I wrote a version of this post two and a half years ago for Search Engine Land – Excuse Me While I have a Ranking Report Rant.  In the ensuing comments, there were a number of defensive agencies insisting that clients still demanded ranking reports.  Matt McGee, one of the best SEOs I know responded to the anger:

I made a decision 3-4 years ago to never again provide a ranking report to clients. I tell prospects this before they commit to working with me and invite them to find another consultant if they want to track rankings, or to do it themselves. Best SEO decision I ever made . . . My clients hire me to help them make more money. The ones who seem more concerned with rankings than money get referred to other SEO consultants.

Local Gets a Makeover: Google Knowledge Carousel

Yesterday, Google announced the most significant change to the user experience in Local search with the official launch of the “Knowledge Carousel”.  From Google:

Click on one of the places in the carousel to get more details on it, including its overall review-based score, address and photos. If you want to see more places, click the arrow at the right of the carousel. And you can zoom in on the map that appears below the carousel to restrict your search to only places in a specific area.
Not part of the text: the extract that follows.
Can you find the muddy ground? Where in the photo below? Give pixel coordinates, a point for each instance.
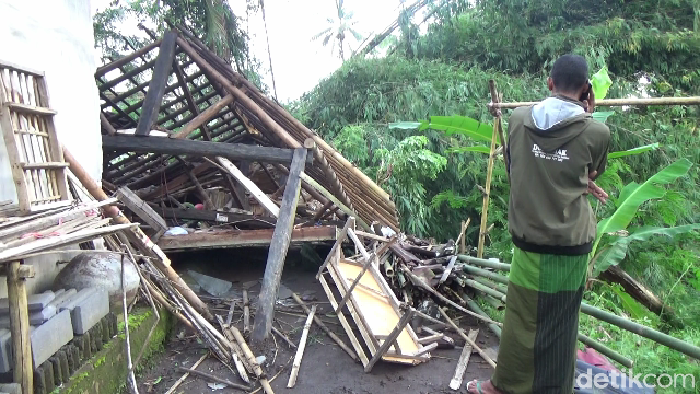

This new feature dominates the top of the search results for localized searches with a huge black bar and highly visual interface:

Google Knowledge Carousel
Knowledge Carousel for “Seattle Steakhouses”

 

Upon clicking on one of the carousel items, two very interesting things happen:

  • The search engine automatically executes a brand search for that item – in our examples see how “steakhouse” has been replaced by “Daniel’s Broiler Seattle” in the search bar.  (Interesting inclusion of the city here.)   
  • The map is replaced by a section dedicated to even more data specific to the business.

Click through on Carousel

What This Means for Lawyers

So far . . . nothing.  I have yet to see the Knowledge Carousel with any legal searches.  (If you find one . . . . please send me a screenshot.)  However, I suspect it is only a matter of time.  Restaurants are a great example where there are a lot of reviews and vibrant imagery – making the carousel experience appealing.  I suspect the relative paucity of this type of content is the reason we aren’t seeing this in legal.  Yet.  When the carousel comes to legal, those attorneys who will win will have the following common aspects to their online profile:

  • Vibrant imagery – of either their office, or more likely their portrait.  
  • Lots of structured data in their Google Places Page.  (hours, languages, practice area, pricing etc.)
  • A heavy volume of reviews across the web, but especially within the Google ecosystem.